In fact, he said, “Safety is everything.”
Students wear a full complement of pads and protective gear as they train with five certified, black-belt instructors, including Swingle, Karen and John Zavicar, Clint Waldrop and Lisa-Jo Dunham.
All instructors have advanced degrees and many years of experience in Tae Kwon Do. John Zavicar has practiced for 32 years, attaining a fifth-level black belt.

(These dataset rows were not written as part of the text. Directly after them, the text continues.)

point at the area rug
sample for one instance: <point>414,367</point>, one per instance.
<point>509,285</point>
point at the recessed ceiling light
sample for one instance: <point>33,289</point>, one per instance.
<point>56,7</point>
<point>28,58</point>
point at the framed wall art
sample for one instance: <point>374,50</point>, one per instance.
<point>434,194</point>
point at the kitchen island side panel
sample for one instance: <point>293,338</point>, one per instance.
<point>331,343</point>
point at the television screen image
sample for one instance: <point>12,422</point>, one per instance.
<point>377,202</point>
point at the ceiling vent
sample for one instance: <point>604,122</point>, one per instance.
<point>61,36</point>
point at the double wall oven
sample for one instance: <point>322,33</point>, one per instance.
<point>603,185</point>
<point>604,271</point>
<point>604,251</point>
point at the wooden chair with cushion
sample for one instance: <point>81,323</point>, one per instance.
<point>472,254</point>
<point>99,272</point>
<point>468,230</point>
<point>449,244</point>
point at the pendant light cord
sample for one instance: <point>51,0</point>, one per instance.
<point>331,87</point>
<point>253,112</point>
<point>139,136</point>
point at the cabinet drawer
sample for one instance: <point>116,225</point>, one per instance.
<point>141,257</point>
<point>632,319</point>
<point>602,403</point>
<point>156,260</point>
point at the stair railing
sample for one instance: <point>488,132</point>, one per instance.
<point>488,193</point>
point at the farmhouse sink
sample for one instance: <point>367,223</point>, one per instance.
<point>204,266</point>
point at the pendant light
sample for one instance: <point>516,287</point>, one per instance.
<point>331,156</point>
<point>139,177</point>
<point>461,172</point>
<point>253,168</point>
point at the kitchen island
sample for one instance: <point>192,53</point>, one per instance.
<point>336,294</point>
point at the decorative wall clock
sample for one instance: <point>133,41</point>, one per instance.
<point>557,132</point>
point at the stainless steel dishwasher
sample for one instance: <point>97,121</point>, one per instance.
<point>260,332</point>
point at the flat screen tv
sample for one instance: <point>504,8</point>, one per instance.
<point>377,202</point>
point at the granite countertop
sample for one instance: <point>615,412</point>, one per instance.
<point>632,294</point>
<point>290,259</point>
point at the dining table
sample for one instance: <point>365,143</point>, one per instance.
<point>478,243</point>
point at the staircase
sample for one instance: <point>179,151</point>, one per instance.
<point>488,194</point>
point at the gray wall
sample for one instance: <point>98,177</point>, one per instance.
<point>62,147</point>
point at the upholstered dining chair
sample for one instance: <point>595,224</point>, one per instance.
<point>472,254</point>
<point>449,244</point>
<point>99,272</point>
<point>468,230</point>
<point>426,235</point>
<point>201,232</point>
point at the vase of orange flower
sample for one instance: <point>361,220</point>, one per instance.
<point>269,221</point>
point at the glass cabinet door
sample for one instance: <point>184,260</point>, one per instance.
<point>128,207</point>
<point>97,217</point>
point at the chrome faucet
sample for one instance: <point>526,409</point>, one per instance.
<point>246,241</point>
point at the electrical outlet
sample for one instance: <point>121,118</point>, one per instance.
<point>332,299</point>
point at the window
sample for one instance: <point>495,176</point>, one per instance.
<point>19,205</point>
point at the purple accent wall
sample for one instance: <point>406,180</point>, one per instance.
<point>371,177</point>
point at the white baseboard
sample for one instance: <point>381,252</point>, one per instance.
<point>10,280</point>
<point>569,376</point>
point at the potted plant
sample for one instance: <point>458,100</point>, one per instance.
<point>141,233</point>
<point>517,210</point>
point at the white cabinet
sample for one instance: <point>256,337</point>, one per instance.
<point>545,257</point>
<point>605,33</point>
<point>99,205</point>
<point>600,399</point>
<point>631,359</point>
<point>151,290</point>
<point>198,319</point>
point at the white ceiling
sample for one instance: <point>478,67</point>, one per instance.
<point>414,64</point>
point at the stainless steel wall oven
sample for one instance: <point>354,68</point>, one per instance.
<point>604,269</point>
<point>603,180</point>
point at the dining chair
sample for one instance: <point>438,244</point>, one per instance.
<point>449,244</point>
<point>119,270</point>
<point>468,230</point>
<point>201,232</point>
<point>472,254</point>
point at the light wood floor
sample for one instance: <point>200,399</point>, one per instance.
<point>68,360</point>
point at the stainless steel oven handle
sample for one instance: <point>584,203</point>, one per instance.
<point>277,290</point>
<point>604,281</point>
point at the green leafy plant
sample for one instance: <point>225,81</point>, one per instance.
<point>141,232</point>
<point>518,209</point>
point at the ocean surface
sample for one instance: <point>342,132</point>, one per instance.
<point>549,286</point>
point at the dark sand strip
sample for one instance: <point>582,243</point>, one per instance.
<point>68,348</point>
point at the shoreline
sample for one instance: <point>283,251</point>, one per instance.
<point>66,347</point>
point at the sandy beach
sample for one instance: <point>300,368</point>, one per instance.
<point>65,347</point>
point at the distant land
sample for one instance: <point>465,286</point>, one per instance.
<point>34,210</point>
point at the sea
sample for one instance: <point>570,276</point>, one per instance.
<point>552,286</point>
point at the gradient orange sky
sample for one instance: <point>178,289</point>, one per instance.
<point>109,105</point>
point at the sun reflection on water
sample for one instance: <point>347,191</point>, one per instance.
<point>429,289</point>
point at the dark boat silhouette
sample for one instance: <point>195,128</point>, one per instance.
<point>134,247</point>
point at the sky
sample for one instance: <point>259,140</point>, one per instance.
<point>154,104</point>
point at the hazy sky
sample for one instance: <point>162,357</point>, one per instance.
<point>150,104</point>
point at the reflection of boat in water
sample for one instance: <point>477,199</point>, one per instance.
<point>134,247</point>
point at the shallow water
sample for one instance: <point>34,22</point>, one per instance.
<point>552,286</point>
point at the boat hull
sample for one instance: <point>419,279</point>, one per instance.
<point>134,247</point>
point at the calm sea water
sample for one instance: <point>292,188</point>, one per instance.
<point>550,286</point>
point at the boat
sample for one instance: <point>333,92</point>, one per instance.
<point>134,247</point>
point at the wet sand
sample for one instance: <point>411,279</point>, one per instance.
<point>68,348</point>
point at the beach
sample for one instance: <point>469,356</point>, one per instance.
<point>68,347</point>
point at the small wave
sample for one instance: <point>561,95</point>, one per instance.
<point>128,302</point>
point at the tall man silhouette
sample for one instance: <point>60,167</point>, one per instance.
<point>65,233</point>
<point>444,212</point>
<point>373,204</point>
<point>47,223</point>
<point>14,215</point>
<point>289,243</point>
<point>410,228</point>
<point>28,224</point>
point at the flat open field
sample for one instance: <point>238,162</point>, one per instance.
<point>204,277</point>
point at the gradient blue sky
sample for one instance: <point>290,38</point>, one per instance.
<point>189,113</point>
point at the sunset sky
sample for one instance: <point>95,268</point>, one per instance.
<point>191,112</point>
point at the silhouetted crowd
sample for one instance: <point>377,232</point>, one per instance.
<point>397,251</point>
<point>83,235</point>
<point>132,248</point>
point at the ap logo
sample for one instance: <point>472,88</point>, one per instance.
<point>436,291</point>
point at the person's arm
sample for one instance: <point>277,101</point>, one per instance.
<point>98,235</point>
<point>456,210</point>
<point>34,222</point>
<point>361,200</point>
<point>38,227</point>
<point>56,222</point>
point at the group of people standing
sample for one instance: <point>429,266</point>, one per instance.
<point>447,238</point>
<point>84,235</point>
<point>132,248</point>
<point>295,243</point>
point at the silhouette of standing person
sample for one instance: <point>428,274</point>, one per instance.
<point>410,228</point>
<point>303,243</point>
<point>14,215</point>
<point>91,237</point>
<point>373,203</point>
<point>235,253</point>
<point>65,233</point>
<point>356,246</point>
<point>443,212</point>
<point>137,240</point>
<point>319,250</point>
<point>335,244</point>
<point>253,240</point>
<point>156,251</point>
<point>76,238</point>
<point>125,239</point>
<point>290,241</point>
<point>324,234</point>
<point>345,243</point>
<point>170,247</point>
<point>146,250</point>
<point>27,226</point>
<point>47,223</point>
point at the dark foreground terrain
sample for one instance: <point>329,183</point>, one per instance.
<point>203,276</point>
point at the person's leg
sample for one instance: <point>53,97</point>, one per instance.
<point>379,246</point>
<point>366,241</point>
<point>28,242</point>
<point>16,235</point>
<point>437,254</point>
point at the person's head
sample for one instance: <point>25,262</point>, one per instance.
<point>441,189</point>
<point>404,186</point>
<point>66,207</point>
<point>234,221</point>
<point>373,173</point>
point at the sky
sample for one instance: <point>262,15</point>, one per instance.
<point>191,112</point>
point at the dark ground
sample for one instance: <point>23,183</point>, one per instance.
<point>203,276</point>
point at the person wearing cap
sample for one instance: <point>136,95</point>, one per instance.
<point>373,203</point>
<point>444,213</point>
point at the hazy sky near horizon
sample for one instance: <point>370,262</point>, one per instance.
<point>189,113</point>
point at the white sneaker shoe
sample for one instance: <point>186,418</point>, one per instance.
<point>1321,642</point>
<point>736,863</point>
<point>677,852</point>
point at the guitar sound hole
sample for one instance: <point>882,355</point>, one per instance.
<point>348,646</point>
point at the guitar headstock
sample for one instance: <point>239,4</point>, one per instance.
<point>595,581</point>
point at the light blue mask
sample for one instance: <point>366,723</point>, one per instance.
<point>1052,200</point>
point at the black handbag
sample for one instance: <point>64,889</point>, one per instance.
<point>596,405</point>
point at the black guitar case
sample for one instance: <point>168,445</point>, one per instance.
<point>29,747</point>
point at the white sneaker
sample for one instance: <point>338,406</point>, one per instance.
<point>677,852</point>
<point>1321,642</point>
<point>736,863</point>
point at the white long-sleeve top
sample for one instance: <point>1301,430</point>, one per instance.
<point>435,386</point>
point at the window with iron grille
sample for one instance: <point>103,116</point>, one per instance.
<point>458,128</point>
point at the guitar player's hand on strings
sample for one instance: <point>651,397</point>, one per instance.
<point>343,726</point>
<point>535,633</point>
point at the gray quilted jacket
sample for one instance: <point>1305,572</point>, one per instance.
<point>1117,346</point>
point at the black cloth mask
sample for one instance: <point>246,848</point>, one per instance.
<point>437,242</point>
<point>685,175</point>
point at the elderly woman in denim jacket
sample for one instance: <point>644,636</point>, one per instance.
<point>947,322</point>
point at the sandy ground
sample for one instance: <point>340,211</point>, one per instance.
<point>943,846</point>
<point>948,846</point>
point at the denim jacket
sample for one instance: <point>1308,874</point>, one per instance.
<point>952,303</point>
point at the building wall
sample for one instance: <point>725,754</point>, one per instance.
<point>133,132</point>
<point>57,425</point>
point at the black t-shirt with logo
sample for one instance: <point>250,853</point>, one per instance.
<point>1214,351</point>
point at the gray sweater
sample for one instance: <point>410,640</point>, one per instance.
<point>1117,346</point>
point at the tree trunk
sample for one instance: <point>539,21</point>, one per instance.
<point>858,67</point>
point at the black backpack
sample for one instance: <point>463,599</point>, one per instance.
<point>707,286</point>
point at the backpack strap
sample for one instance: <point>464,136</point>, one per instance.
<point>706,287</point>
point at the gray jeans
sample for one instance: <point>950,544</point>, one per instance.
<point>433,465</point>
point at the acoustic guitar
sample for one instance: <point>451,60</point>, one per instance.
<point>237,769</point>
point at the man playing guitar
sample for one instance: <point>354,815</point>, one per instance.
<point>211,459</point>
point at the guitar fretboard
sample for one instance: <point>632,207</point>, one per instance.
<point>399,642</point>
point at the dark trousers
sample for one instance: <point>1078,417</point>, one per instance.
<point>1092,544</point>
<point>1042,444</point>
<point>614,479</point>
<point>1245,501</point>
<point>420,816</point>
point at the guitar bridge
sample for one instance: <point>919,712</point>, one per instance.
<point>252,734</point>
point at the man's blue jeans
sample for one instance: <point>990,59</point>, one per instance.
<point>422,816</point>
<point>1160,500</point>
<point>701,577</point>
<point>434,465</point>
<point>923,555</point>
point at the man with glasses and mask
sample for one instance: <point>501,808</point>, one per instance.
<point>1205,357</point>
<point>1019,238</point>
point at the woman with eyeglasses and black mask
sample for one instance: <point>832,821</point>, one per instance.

The levels top out at 10 – but most don’t achieve level 10 until they die, Swingle said.
In addition to regular Tae Kwon Do classes, Key Technique offers health and wellness discussions; firearms, weapons and ground-fighting training; children’s self-defense seminars; and women’s self-defense seminars.
The women’s seminars, which Karen Zavicar has provided informally for a few years now, have proved very popular.
“It’s an awesome program,” Zavicar said. “I have great teachers helping me.”
She said she originally started teaching women’s self-defense because of an abusive relationship she endured in her early 20s.
“I got myself out with two small children and I started training,” she said.
Now, she said, she realizes many young women don’t know how to defend themselves.
“I hate the thought of anyone’s children being under attack,” Zavicar said. “They wouldn’t know what to do.”
Knowing what to do is only half of it; Key Technique’s seminars also teach women the self-assurance they need to do it.
“At the end of the seminar, we do some sparring and let the women beat us up,” said Swingle, who regularly serves as one of the “predatory men” on which participants get to test their new moves. “We also let the women break a board. It’s such a thing to break your first board … The women come out with such confidence.”
Swingle said confidence-building is an essential and extremely appealing aspect of Tae Kwon Do training for many, including himself.
“I didn’t start until I was 42,” he said. “I always wanted to and finally I realize I needed to. I wanted to be able to protect my family and it gives you the confidence to know that if there is a problem, you won’t be a helpless sheep.”
He added, “Tae Kwon Do is hands and feet. It’s kicking and punching – just knowing you can twist someone’s hand a little bit and run.”
Swingle said his granddaughter also practices. She started at age 8 and at 14 fought 15 adults in a row, for two minutes apiece, in order to earn her black belt.
“She did great,” he said, glowing with not only confidence, but pride.
Take a class
Key Technique classes meet from 5:30-7 p.m. Mondays at the White Rock Activity Center and 5:30-7 p.m. Wednesdays at the Los Alamos Golf Course Clubhouse. Adults, teens and children age 7 and older are welcome to drop in for a free trial. Regular fees are $60/month for adults and $45 for children.
The next women’s self-defense seminar will be held from 8 a.m.-5 p.m. Saturday at the golf course. The $199 tuition includes a full day of techniques as well as five DVDs, one lecture CD, booklet and certificate of accomplishment. Contact Zavicar at 695-0746 for more information.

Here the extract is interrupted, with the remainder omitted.